User agents must calculate the base URI according to the following precedences (highest priority to lowest):

   1. The base URI is set by the BASE element.
   2. The base URI is given by meta data discovered during a protocol interaction, such as an HTTP header (see [RFC2616]).
   3. By default, the base URI is that of the current document. Not all HTML documents have a base URI (e.g., a valid HTML document may appear in an email and may not be designated by a URI). Such HTML documents are considered erroneous if they contain relative URIs and rely on a default base URI.

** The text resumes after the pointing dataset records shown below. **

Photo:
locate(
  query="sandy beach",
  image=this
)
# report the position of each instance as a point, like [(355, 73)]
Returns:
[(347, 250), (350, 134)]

Additionally, the OBJECT and APPLET elements define attributes that take precedence over the value set by the BASE element. Please consult the definitions of these elements for more information about URI issues specific to them.
***********************************************************

To me, item 2, which specifies the base URI as given by the metadata, and the description (in APple's documentation) of NSURLResponse as containing the metadata, implies that the URL in the NSURLResponse is indeed supposed to be used when resolving URIs in the document. But I may be wrong.

When I originally wrote my custom protocol handler, I found that, after redirecting the original load request to a new custom protocol request, I was immediately seeing a load request for my CSS stylesheet, but the relative URL had been expanded using the custom protocol info, like this:
    myProtocol//myOp/myStylesheet.css

but myStylesheet.css was actualy a file, so I needed the URL as
    file://localhost/myStylesheet.css

and that provided the hook for me to resolve the actual full path to the stylesheet because the file: protocol handler would call my delegate method.

As an experiment, since nothing said how the NSURLResponse URL was used, I initialized it to the full file: URL for the page that I had rendered and loaded with my custom protocol. The URL that I had set into the NSURLResponse was used to generate the base URL and I started to see the expected URLs for my page resources. I had opened an Apple TSI in order to get help with this, and I was working with a support guy there. I told him how I had solved the problem and he didn't tell me that it was the wrong thing to do. (He didn't tell me it was the right thing to do either. ;-)

So all I can really say with authority is that it previously worked that way and now it doesn't, but I think the HTML spec implies that the previous behavior was correct. I don't understand why NSURLResponse has a URL field if it doesn't modify base URL. What good is it otherwise? Most of the examples I have seen just initialize it with the URL from the request, but they're not trying to achieve what I am. I have seen some examples where people seem to initialize it with a cache URL, but most of those posts were discussing the fact that they were having caching problems. It would be good if Apple documented how the URL in NSURLResponse gets used, but I can't find anything.

I implemented my browser in Windows using the IE COM control, and because of how it works, I did implement the code to insert a <base> element (or detect that one is already there and change its href attribute). Also, because of a separate resource caching bug in WebKit, I have implemented code that resolves all of my relative references in the page at the time I render it into a HTML: string. These changes have worked around the behavior of the newest WebKit release, but it sort of scares me to do it this way. It means that I must find all of the XHTML element types that can contain URLs, examine their attributes, and do the right thing. I think I have the correct list, but I may have missed something. Being able to set the base URL by initializing the NSURLResponse pushed the identification problem off to the WebKit, which already knows how to do all of that. Me having to do it is  a lot less elegant and more error prone.